Latar belakang itulah yang akhirnya membuat Pemerintah Desa Tepian Langsat berniat belajar dari Desa Ponggok. Sehingga nanti bisa meniru keberhasilan tersebut. Dalam studi komparasi ke Ponggok Jumat (16/9/2022) ini, Kades Tepian Langsat Zeky Hamzah mengajak Ketua Koperasi desa setempat.
Meski kantornya terlihat cukup sederhana, namun BUMDes Ponggok Tirta Mandiri terbukti mampu menjadi “ladang cuan” (uang, red) bagi Desa Pongok. Sejak dirintis tahun 2009 lalu, BUMDes ini sekarang tiap tahunnya sudah mampu menyumbang pendapatan miliaran rupiah ke kas Desa Pongok. Bahkan dari salah satu unit usahanya saja, per kepala keluarga (KK) di Desa ini, kini memiliki saham masing-masing Rp 5 juta.
dari www.balitribune.co.id awalnya BUMDes Ponggok Tirta Mandiri dirintis sebagai usaha perdagangan pakan ikan dan pinjaman modal bagi masyarakat. Kemudian, dikembangkan ke sektor pariwisata Umbul Ponggok sebagai wahana rekreasi. Dengan semangat dan tekad yang kuat, BUMDes ini terus mengembangkan sayap dengan membangun unit-unit usaha baru. Kini BUMDes Tirta Mandiri telah memiliki belasan unit usaha. Enam unit usaha diantaranya sudah berbentuk PT yang menyumbang pendapatan cukup besar untuk Desa Ponggok. Awalnya BUMDes hanya bergerak dibidang simpan pinjam.
BUMDes Ponggok Tirta Mandiri dinobatkan sebagai BUMDes terbaik tingkat nasional dengan bisnis inti adalah wisata air berupa Umbul Ponggok yang menyediakan berbagai permainan air. Didukung letak yang cukup strategis dari Kelurahan Ponggok yang berada di lintas Klaten-Boyolali. Akses penghubung menuju Semarang, Ibukota Propinsi Jawa Tengah. Selain dari Pariwisata, BUMDes Ponggok Tirta Mandiri juga menyediakan layanan Jasa keuangan, fasilitas Air bersih, hingga usaha persewaan. Berkat kerja keras Kepala Desa Ponggok, pengelola dan tokoh masyarakat BUMDes sudah bisa menghasilkan miliaran rupiah. Tahun 2017 pendapatan BUMDes tercatat Rp 14,2 miliar. Untuk setoran ke kas desa lebih Rp 1,2 miliar.

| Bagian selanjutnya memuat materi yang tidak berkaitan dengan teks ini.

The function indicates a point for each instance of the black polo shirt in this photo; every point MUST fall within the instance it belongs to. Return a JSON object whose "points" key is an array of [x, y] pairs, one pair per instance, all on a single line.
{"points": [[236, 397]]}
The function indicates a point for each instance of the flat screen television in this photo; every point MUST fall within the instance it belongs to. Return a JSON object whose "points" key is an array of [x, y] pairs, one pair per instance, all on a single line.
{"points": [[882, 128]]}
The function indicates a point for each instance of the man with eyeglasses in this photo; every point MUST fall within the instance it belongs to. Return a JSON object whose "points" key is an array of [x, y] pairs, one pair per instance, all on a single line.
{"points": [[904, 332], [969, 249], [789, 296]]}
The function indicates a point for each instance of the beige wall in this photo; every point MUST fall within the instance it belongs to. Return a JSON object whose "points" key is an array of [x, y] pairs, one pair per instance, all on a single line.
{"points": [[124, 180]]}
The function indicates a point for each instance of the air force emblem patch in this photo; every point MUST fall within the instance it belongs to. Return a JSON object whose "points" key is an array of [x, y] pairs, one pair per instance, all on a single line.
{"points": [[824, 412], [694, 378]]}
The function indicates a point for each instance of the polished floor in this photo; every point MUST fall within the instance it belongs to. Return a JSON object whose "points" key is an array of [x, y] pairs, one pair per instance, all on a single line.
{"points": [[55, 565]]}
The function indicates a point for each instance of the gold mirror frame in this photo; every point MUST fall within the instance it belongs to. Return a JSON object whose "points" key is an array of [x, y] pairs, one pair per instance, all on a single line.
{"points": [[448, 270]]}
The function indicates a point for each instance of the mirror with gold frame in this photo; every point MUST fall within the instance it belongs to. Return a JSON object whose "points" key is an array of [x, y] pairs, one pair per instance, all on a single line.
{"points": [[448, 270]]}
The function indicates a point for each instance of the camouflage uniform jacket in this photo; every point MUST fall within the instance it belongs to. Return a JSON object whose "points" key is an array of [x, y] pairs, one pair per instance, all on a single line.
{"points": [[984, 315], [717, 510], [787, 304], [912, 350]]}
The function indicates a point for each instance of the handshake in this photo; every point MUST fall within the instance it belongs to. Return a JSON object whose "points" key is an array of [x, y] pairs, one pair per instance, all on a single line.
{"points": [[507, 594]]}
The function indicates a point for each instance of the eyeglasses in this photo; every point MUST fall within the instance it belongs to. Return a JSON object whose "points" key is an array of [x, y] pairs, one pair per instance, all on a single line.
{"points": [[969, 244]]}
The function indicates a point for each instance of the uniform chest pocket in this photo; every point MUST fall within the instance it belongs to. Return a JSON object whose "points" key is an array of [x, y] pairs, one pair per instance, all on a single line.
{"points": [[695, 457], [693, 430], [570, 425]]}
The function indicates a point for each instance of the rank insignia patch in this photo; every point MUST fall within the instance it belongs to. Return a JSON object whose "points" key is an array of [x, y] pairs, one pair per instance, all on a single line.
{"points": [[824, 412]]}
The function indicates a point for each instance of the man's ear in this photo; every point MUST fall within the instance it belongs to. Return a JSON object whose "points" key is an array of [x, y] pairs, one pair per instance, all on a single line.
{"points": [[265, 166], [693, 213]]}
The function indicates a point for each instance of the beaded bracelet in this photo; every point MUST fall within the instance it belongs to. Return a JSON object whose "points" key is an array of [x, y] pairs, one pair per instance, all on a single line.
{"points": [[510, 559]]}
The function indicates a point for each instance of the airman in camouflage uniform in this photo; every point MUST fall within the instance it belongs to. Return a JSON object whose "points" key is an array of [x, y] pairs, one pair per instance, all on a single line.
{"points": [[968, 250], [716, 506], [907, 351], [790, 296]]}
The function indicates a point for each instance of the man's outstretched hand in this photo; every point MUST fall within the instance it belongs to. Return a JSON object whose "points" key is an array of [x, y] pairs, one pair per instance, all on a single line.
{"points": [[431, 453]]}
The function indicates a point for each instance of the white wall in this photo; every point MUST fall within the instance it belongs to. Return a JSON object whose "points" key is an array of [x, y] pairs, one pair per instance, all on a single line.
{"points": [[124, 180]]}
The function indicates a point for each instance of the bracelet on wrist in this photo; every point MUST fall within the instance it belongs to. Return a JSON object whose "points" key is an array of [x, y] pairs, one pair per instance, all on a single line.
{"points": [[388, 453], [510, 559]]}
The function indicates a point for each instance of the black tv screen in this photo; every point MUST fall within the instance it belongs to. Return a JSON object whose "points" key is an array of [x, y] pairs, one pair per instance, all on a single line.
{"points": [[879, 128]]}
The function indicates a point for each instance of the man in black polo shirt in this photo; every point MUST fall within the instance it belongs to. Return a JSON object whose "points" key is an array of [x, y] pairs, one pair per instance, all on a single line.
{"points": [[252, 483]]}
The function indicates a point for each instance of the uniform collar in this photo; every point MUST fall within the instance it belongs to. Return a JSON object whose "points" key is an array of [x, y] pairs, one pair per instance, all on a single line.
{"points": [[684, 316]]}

Setelah dari Ponggok, rombongan menyempatkan waktu berkunjungan ke Desa Wisata Sambirejo, Kapanewon Prambanan, Kabupaten Sleman. Desa kedua yang dikunjungi ini tak kalah menarik. Sebelum menjadi desa wisata, Sambirejo menjadi salah satu desa miskin dan tertinggal. Desa Sambirejo berada di perbukitan, sehingga untuk mendapatkan air sangatlah sulit. Ketebalan tanah hanya 10 sentimeter sampai 2 meter. Jadi ketika digali, pada posisi tersebut tidak ditemukan apa-apa. Jangankan air, yang ditemukan hanya batu.
Pernah ditulis oleh www.kompas.com Sambirejo secara umum adalah daerah batu bertanah bukan tanah berbatu. Warga seolah-olah menempati atau hidup di pot raksasa. Kondisi tersebut membuat masyarakat Desa Sambirejo kesulitan untuk bertani dan beternak. Kalaupun bertani, mereka menjadi petani musiman. Banyak warga Sambirejo yang lantas memilih keluar kota DIY untuk bekerja. Pekerjaan mereka di sana salah satunya menjadi buruh bangunan. Dulu banyak warga yang turun ke kota – kota seperti Jakarta, Surabaya hingga Bandung. Bahkan ada yang transmigrasi, karena di sini potensi tidak meyakinkan bagi mereka untuk masa depan. Pada kisaran 1980-an, di Desa Sambirejo terdapat pertambangan batu kapur. Pertambangan ini dilakukan oleh masyarakat.
Sejumlah warga yang masih bertahan di Desa Sambirejo kemudian melihat adanya potensi wisata dari lokasi bekas pertambangan batu kapur yang terbengkalai tersebut. Lokasi tambang tersebut kemudian dipoles dan ditata agar menjadi menarik wisatawan. Hingga pada 2015 diluncurkan destinasi wisata Tebing Breksi di Desa Sambirejo, Prambanan Sleman 15 Mei 2015 oleh Ngarso Dalem Sri Sultan HB X. Setelah itu menjadi destinasi wisata dan destinasi pendidikan. Karena berkaitan dengan geoheritage yang harus dilindungi. Tebing Breksi menjadi destinasi pertama di Desa Sambirejo. Destinasi ini pun banyak diminati wisatawan baik dari DI Yogyakarta (DIY) atau luar kota.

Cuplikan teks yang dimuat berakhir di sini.